SALEM- Alexander Calder was perhaps the most innovative American sculptor of the 20th century. Born into a family of artists in July, 1898, this artist was responsible for developing a new method of sculpting with wire and introduced the mobile as a new art form. He also did outdoor sculptures made of bolted sheet steel.
Calder did not originally intend to become an artist. He first received an engineering degree but in 1923 he enrolled at the Art Students League. After graduating, he went to Paris and got a job with the National Police Gazette. One of his assignments was to cover the arrival of the Ringling Brothers and Barnum and Bailey Circus. This assignment fostered a lifelong interest in the circus which inspired his creation, the Cirque Calder. This manually manipulated work of art included miniature performers, animals, and props made from a variety of materials. Calder gave lengthy performances with his art to audiences in both Paris and the United States.
In 1931, he gave up mechanical art and concentrated on creating mobiles, relying on motion from air currents. He also did outdoor sculptures and abstract paintings during this period. Following his death in 1976, Calder was awarded the Presidential Medal of Freedom.
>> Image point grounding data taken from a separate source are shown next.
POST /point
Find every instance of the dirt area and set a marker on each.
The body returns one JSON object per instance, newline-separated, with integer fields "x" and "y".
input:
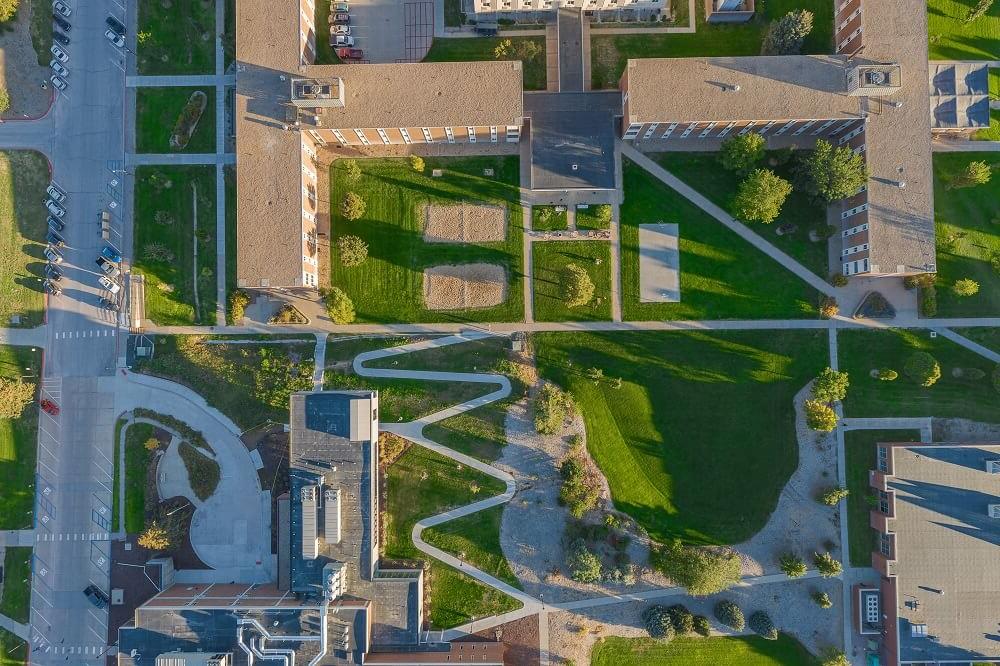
{"x": 464, "y": 286}
{"x": 465, "y": 223}
{"x": 20, "y": 73}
This unique artist is the subject of two books acquired by the Children's Department this past year. The first, a picture book biography by Tanya Lee, is called "Sandy's Circus." This book concentrates on the story of the creation of the Cirque Calder and how the artist was able to fit his work in five suitcases to create a traveling show that was in demand on both sides of the Atlantic. The second book is part of a series by Blue Balliett, called "The Calder Game." The third in this series about students at a University of Chicago Lab School in Hyde Park tells the story of Calder Pillay, who, while accompanying his father on a business trip to England, disappears along with a statue created by Alexander Calder. When his friends arrive in England to help find the missing student, it is their knowledge of Calder and their powers of observation that help them locate their missing friend.
Both of these books can be found in the Children's Department of Salem Public Library. They can be reserved on the library's website, www.salem.lib.oh.us.